Have you ever considered installing solar panels so that you can tap on the mighty sun's rays to power your home all while being environmentally friendly? There aren't a lot of downsides to supplying your home with renewable energy solar panels, though.

But before you get a sticker shock, remember that solar panels can eliminate or reduce your monthly electricity bills if you look at things from a longer term perspective.

Here, we at GET.com list and explain the pros and cons of installing solar panels.

  1. Cost Of Equipment And Installation

    The average upfront cost of a solar panel installation is about $20,000 according to reports submitted by homeowners to HomeAdvisor. That figure excludes the 30% Federal Solar Tax Credit, which offers a deduction on your federal taxes to help cover the cost of your equipment and installation. A 30% tax credit on a $20,000 solar installation would reduce the taxes you owe Uncle Sam by $6,000.


Even if you're not expecting to pay that much in federal taxes, there are other ways you can reduce the cost of a solar panel installation. Many states and local jurisdictions offer rebates and tax credits as an incentive for more homeowners to go solar.

    If cost is an obstacle, there are many solar installation companies that offer a "solar lease" where you'll only pay for the energy generated, and not the equipment nor the cost of installation. 

Keep in mind that solar energy is not always cheaper than grid energy.

    Solar energy costs significantly less than grid energy in the Southwest and Northeast currently, but you'll have to get a quote and compare the cost per kilowatt-hour of energy to confirm that a solar lease will truly help you save money.

    Here are 3 ways you can cut your energy bills in half. Check out these 9 nifty solar power gadgets that can help you save money, too.

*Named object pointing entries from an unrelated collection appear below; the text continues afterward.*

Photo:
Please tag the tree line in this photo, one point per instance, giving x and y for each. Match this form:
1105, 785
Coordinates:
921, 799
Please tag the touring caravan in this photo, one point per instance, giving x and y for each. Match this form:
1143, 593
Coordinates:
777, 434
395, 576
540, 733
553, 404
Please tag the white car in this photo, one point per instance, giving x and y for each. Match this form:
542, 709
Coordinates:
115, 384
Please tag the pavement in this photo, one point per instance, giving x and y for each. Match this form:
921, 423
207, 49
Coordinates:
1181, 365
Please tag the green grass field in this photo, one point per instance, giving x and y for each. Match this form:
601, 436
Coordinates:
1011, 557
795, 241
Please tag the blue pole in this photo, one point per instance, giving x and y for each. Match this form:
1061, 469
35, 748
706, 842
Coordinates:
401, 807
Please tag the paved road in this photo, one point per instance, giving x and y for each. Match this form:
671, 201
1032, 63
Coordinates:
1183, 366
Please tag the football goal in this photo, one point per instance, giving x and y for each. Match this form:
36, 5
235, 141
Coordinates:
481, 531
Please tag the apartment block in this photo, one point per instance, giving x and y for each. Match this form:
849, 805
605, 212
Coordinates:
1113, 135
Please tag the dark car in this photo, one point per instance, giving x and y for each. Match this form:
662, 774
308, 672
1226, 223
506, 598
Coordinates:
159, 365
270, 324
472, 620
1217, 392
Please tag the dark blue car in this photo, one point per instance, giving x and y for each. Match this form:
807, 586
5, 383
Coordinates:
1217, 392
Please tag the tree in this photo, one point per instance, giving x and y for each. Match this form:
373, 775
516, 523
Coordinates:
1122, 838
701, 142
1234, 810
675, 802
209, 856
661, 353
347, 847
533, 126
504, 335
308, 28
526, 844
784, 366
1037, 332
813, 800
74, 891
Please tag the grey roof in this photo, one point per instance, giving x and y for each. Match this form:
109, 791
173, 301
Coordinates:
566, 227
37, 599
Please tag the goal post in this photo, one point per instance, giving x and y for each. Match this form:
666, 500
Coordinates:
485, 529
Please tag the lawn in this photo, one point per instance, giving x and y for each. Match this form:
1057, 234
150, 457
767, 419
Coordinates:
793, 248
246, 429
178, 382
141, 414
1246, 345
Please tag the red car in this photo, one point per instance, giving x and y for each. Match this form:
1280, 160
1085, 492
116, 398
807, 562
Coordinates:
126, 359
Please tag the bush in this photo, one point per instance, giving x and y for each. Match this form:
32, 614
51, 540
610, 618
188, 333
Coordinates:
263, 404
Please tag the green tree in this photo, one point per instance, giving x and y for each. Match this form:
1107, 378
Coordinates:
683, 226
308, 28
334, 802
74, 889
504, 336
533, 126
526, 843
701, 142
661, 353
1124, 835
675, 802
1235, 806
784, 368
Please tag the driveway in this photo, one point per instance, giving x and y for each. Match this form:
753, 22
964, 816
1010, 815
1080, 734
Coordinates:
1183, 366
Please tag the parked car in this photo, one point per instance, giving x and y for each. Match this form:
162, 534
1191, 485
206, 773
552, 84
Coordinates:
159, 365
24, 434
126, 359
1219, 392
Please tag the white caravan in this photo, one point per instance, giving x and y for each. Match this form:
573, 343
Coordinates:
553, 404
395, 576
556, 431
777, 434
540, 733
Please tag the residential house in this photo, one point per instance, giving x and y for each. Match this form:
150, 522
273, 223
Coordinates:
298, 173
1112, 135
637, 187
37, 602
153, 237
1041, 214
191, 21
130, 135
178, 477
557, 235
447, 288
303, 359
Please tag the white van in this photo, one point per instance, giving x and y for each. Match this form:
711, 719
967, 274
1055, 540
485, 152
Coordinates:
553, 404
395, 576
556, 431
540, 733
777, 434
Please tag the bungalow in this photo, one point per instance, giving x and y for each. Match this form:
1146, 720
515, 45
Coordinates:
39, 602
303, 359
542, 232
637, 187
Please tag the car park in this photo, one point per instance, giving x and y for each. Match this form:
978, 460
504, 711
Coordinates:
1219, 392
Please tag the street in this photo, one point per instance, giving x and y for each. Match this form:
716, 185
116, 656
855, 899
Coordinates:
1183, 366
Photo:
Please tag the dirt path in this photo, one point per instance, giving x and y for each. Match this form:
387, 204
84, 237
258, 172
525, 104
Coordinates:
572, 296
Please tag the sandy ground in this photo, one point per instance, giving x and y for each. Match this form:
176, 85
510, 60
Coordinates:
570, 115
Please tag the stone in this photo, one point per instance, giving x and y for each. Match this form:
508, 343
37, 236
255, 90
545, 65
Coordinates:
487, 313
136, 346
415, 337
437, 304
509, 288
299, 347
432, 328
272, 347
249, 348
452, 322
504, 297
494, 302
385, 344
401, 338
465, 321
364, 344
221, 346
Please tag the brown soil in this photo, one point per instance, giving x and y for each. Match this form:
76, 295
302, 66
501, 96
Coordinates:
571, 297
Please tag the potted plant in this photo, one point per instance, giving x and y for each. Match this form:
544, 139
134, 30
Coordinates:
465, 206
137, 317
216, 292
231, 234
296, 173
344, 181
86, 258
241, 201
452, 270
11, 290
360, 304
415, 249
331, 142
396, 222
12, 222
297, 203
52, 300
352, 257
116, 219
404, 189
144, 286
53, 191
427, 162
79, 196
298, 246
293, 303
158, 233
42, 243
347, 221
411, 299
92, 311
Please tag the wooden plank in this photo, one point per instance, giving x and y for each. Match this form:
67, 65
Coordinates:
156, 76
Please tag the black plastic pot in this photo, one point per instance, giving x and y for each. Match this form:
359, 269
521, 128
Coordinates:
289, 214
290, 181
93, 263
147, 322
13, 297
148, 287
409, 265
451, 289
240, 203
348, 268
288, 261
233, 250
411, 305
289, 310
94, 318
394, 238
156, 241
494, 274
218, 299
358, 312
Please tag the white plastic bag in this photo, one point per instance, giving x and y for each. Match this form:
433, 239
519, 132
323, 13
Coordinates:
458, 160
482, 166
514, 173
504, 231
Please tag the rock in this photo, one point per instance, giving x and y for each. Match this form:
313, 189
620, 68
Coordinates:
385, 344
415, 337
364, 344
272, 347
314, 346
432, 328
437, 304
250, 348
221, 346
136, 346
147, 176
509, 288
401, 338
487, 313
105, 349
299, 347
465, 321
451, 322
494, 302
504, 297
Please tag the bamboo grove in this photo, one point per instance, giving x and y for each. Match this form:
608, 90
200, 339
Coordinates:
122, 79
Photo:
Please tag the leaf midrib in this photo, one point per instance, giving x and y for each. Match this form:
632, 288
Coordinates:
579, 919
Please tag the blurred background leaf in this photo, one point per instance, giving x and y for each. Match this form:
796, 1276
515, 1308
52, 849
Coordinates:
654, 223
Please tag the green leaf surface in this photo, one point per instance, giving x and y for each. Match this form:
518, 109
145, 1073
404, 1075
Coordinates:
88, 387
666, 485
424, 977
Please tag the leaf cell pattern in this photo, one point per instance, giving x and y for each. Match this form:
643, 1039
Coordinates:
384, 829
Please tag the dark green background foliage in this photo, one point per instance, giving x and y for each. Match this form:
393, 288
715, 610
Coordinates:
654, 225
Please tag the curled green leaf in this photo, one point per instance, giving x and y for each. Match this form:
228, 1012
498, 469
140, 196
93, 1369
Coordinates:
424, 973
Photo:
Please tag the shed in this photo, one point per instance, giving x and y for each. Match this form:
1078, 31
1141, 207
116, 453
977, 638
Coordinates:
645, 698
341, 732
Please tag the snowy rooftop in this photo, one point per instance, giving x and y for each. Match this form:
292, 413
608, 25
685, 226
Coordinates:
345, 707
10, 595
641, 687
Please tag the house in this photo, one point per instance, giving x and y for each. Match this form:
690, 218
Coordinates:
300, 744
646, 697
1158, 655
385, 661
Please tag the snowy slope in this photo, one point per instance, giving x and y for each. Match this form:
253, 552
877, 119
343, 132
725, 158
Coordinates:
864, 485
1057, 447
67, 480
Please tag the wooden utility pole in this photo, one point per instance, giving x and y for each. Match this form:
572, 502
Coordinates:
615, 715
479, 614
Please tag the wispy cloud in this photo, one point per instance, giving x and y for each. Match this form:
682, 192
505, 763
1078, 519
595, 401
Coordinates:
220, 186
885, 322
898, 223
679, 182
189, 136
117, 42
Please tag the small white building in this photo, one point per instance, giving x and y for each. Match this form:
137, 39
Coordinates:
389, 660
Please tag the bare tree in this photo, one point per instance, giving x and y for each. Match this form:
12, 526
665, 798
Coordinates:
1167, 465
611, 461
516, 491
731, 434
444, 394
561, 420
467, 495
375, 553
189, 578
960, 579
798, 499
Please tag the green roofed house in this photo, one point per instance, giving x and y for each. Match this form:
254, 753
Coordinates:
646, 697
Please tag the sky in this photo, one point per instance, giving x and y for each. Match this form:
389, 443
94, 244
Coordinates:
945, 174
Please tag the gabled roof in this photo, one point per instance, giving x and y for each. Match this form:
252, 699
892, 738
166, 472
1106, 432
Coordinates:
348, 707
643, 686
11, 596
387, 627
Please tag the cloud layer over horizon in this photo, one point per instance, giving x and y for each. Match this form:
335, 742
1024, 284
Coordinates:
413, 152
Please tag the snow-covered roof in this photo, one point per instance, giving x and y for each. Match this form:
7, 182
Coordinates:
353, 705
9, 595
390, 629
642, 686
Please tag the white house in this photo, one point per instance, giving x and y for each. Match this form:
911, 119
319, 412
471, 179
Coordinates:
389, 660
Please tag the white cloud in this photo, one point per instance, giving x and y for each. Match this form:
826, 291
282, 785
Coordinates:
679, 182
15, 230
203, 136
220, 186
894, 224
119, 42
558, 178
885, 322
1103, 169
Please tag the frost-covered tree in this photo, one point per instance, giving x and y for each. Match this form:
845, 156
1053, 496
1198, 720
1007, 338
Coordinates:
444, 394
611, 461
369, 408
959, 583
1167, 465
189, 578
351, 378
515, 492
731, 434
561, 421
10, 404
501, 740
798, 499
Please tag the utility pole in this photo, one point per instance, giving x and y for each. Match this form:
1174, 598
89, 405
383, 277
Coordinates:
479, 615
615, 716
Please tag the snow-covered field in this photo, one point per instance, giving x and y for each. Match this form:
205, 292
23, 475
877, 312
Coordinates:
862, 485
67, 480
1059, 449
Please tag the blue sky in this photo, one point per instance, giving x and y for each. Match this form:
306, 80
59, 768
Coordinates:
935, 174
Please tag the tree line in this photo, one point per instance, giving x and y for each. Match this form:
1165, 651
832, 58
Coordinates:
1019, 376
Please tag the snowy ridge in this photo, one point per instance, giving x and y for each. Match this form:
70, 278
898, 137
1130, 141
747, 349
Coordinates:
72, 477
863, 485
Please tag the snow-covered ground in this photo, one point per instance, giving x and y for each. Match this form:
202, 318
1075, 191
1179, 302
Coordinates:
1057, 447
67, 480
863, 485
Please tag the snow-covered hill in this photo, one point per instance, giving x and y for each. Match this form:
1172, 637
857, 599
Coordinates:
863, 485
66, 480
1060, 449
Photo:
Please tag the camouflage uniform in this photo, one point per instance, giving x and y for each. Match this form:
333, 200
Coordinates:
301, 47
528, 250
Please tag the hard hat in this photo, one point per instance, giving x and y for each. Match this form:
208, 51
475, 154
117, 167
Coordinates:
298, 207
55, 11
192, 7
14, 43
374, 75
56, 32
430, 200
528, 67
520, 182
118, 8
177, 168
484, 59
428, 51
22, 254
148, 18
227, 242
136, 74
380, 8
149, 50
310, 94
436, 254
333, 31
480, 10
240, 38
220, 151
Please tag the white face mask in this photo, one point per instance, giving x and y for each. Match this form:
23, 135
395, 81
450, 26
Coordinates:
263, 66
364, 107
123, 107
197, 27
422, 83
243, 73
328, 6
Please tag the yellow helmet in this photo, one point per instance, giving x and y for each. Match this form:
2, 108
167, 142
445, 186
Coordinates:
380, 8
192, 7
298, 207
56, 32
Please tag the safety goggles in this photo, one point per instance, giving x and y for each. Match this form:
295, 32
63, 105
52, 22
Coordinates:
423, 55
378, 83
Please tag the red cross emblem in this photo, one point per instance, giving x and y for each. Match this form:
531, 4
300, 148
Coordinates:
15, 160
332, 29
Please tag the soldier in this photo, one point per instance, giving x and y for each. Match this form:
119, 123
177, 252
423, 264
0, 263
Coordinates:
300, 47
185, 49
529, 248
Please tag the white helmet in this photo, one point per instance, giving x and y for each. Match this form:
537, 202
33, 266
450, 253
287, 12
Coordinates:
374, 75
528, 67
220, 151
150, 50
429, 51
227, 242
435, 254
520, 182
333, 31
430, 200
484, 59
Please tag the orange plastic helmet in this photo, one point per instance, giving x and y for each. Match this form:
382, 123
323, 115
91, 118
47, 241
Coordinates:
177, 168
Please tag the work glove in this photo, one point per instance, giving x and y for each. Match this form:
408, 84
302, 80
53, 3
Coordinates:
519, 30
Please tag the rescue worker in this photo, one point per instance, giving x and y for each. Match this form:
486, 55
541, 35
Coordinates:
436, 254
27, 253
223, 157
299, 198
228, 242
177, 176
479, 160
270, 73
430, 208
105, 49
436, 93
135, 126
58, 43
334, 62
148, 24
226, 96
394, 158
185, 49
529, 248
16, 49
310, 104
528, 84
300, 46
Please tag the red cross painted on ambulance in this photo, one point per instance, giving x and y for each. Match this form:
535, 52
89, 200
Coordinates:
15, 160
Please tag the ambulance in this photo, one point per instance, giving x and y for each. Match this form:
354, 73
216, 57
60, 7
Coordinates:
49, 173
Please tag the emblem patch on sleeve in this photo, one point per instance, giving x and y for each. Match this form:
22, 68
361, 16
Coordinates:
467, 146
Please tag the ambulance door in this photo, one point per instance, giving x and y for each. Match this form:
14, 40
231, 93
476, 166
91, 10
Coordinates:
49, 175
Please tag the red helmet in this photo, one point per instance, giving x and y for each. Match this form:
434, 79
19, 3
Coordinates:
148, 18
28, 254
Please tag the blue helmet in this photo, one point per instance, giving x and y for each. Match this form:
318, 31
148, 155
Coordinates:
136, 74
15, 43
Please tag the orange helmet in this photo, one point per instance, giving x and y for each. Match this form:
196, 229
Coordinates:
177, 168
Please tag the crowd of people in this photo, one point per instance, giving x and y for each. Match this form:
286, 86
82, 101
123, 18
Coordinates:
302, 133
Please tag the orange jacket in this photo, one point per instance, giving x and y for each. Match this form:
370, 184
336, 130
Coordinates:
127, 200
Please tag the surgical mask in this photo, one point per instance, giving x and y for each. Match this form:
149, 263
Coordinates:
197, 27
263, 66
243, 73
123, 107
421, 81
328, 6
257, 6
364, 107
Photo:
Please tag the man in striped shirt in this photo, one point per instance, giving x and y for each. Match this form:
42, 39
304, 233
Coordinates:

  2. Potential Of Increasing The Value Of Your Home

    You could spend $30,000 installing a state-of-the-art gym, a small guesthouse in your backyard, an Olympic-size swimming pool or redoing your kitchen, but none of those is guaranteed to give you a return on your investment when it's time to sell your home. 

    You can spend $30,000 on something that may or may not interest prospective buyers. Arguably, a solar panel installation is one of the few additions to a home that appeals to a wide range of potential homebuyers and is therefore guaranteed to increase the value of your home.

  3. Selling Electricity Back To The Grid

    The Public Utility Regulatory Policy Act (PURPA, yuck, pick a better acronym next time) says that utility companies must purchase any excess electricity that renewable energy systems like solar panels and wind turbines generate.

    How do you keep track of how much electricity you're generating for the public energy grid? Net metering.

    If you generate more electricity than you consume in a month, the utility company pays you the retail value of the energy you've created. If you consume more electricity than you generate, you owe the utility company the retail value of the amount of energy you've used. 

    Go to Energy.gov/Savings, select your state, and search "net metering" to find out how your state and local utility companies pay you for the electricity your solar panels generate. In some cases, they'll send you a check. In others, your account will be credited for the amount of electricity you generate.